A NEW report aimed at tackling bullying in schools has been launched.
Children’s Ombudsman Emily Logan was at the Learning Hub in Kileely to present the report - Dealing with Bullying in Schools - which carries a number of recommendations around prevention and intervention.
It has been put together with the help of 300 children from across the country - including 12 boys from an unidentified city primary school.
Recommendations include the need to respect diversity, the prevention and intervention of bullying incidents, and the need to put a dedicated policy of support and encouragement to enable the victim to speak up.
An annual assembly on the potentially lethal dangers of bullying should also be held by principals, a group the report identifies as key in the fight against it.
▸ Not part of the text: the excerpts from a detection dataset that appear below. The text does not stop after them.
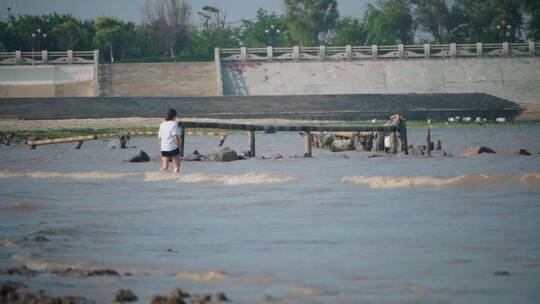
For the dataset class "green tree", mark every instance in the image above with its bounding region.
[522,0,540,41]
[48,16,95,50]
[363,0,415,44]
[332,18,367,46]
[411,0,460,43]
[456,0,523,43]
[95,16,124,63]
[142,0,191,58]
[283,0,339,46]
[240,8,290,47]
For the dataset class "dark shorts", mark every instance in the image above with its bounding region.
[161,148,180,157]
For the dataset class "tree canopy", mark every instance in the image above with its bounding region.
[0,0,540,61]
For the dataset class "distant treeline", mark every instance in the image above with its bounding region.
[0,0,540,62]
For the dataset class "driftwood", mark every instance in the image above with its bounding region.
[26,135,97,149]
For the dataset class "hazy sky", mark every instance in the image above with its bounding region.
[0,0,373,22]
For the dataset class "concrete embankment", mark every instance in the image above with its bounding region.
[98,62,221,96]
[0,94,522,120]
[0,64,96,98]
[221,57,540,104]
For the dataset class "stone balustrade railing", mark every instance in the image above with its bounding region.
[216,41,540,62]
[0,50,99,65]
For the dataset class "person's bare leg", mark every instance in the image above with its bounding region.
[161,157,169,172]
[172,156,180,173]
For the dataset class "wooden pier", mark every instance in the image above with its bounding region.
[178,121,407,157]
[26,135,97,150]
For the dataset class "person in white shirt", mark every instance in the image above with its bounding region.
[158,109,180,173]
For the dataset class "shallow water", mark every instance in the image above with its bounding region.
[0,125,540,303]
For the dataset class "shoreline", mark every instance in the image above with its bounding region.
[0,117,540,137]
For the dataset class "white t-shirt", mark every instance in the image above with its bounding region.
[158,120,180,151]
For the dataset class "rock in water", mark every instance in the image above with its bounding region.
[270,153,283,159]
[207,147,238,162]
[182,150,203,161]
[115,289,138,303]
[109,134,129,150]
[515,149,531,156]
[128,150,150,163]
[330,139,354,152]
[460,146,495,157]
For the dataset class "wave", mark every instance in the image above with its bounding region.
[176,271,229,283]
[520,173,540,186]
[144,172,299,185]
[0,170,299,185]
[290,286,337,296]
[342,173,540,189]
[0,202,41,212]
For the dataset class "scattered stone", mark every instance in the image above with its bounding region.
[34,235,51,242]
[150,296,179,304]
[169,287,191,299]
[0,282,93,304]
[128,150,150,163]
[206,147,238,162]
[53,268,120,278]
[515,149,531,156]
[109,134,129,150]
[269,153,283,159]
[218,134,227,147]
[114,289,138,303]
[368,154,386,158]
[330,139,355,152]
[195,294,212,304]
[0,266,38,277]
[182,150,204,161]
[210,292,229,302]
[460,146,495,157]
[150,288,190,304]
[150,288,229,304]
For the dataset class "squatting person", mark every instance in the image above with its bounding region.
[158,109,180,173]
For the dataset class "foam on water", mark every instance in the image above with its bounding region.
[341,173,540,189]
[144,172,299,185]
[0,170,139,180]
[0,170,299,185]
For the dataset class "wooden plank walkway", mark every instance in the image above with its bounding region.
[178,121,407,157]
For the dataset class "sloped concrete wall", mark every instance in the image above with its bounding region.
[0,65,95,98]
[222,58,540,104]
[98,62,221,96]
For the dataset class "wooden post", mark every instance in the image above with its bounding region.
[75,140,84,150]
[180,125,186,158]
[390,131,397,154]
[374,132,384,151]
[304,132,312,157]
[399,120,409,155]
[426,128,431,156]
[248,131,255,157]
Ms Logan believes bullying needs to be made a public health issue, and wants to see the Departments of Education and Health working together.
“We talk a lot about child and adolescent mental health services working together on behalf of children. Our consultation with children indicated that they see principals as really critical for supporting them in relation to bullying. We want schools to reach out to their communities, in particular parents, to find solutions to this really serious problems,” she said.
The report comes just days after the tragic suicide of Donegal girl Erin Gallagher, who was allegedly a victim of cyberbullying through the web site ask.fm.
But Ms Logan rejected calls to block the web site: “If this is blocked in Ireland, you will find another web site will develop. This is a complex issue and requires a broader response. Often children do not understand cyberbullying, so you have to explain what it is, and how to react if someone misbehaves online,” she explained.
Other recommendations include a trusted teacher being asked to mediate between a bully and victim in order to solve differences.